We are also following the guidance of the Standing Committee on Government Operations and Estimates. We are moving to help government institutions weed out bad faith requests that put a significant strain on the system. By tying up government resources, such vexatious requests can interfere with an institution's ability to do its other work and to respond to other requests. We need to get this right and recognize that while this new tool is needed to significantly improve the system, everything from sound policy to training to proper oversight must be done to prevent its abuse.

In addition, the proposed legislation gives the Information Commissioner new powers, including the power to order the release of government records. This is an important advancement that was first recommended by a parliamentary committee studying the Access to Information Act in 1987. 0ur government is acting on it and Bill C-58 will change the commissioner's role from an ombudsperson to an authority with the power to order the release of government records.

After 34 years, Canada's ATI system needs updating—

Access to InformationAdjournment Proceedings

6:55 p.m.

Liberal

The Assistant Deputy Speaker Liberal Anthony Rota

The hon. member North Island—Powell River.
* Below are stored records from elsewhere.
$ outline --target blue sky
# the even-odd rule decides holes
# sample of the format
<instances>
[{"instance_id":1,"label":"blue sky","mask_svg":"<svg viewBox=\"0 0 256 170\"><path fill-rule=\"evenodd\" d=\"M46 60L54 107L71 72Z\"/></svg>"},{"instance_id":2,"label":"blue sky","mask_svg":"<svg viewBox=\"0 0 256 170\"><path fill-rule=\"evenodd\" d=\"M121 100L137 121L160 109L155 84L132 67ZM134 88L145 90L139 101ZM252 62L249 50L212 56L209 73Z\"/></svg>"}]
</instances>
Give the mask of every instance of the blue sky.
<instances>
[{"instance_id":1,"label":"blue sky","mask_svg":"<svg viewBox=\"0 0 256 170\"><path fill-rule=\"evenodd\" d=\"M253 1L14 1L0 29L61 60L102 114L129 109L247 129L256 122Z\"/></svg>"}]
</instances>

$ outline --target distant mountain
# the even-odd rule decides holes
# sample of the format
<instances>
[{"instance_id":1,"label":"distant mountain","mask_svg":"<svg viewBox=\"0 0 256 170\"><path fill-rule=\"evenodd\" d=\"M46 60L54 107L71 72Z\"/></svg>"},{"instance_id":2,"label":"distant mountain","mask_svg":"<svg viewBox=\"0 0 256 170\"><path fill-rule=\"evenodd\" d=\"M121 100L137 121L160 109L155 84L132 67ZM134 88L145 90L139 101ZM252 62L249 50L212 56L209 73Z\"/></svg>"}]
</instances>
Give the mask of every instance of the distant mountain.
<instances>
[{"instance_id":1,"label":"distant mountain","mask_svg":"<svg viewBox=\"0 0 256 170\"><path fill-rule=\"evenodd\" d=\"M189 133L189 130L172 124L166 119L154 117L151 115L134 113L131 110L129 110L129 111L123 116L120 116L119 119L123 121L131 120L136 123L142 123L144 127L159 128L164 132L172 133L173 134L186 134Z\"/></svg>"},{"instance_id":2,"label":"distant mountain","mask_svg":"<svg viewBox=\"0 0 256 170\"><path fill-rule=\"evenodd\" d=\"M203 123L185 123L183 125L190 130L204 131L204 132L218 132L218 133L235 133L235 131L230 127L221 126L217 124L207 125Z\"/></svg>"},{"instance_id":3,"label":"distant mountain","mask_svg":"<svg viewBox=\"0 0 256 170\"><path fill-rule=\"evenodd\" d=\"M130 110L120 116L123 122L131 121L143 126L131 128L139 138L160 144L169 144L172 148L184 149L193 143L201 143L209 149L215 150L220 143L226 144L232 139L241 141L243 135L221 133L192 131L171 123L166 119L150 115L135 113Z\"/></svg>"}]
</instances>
Access to InformationAdjournment Proceedings

6:55 p.m.

NDP

Rachel Blaney NDP North Island—Powell River, BC

Mr. Speaker, I am just so disappointed. One of the realities is that there were many amendments given forth to this committee, some really meaningful ones. When we talk about a government that made a lot of promises about working across this aisle, about collaboration, we absolutely did not see that.

I just have to go back to the vexatious part. Who decides this? Allowing a department to decide what is vexatious to them could be something fundamentally important to Canadians, so who gets to decide that? That is what I am hoping this member will answer. Who gets to decide and what is the appeal process so that citizens of this country have a right to have their questions answered?

Access to InformationAdjournment Proceedings

6:55 p.m.

Liberal

Kim Rudd Liberal Northumberland—Peterborough South, ON

Mr. Speaker, as I said, we are proud to be the first government in over 30 years to make substantial improvements to the Access to Information Act. We understand that more must be done, which is why Bill C-58 includes a mandatory review of the act every five years, the first review beginning no later than one year after the bill receives royal assent.

Let us be clear, Bill C-58, for the first time in 34 years, gives the Information Commissioner order-making powers. That is an advancement. For the first time ever, the act applies to the minister's offices and to the PMO. That is an advancement. For the first time ever, the act applies to 240 federal entities from the courts to the ports. That is also an advancement.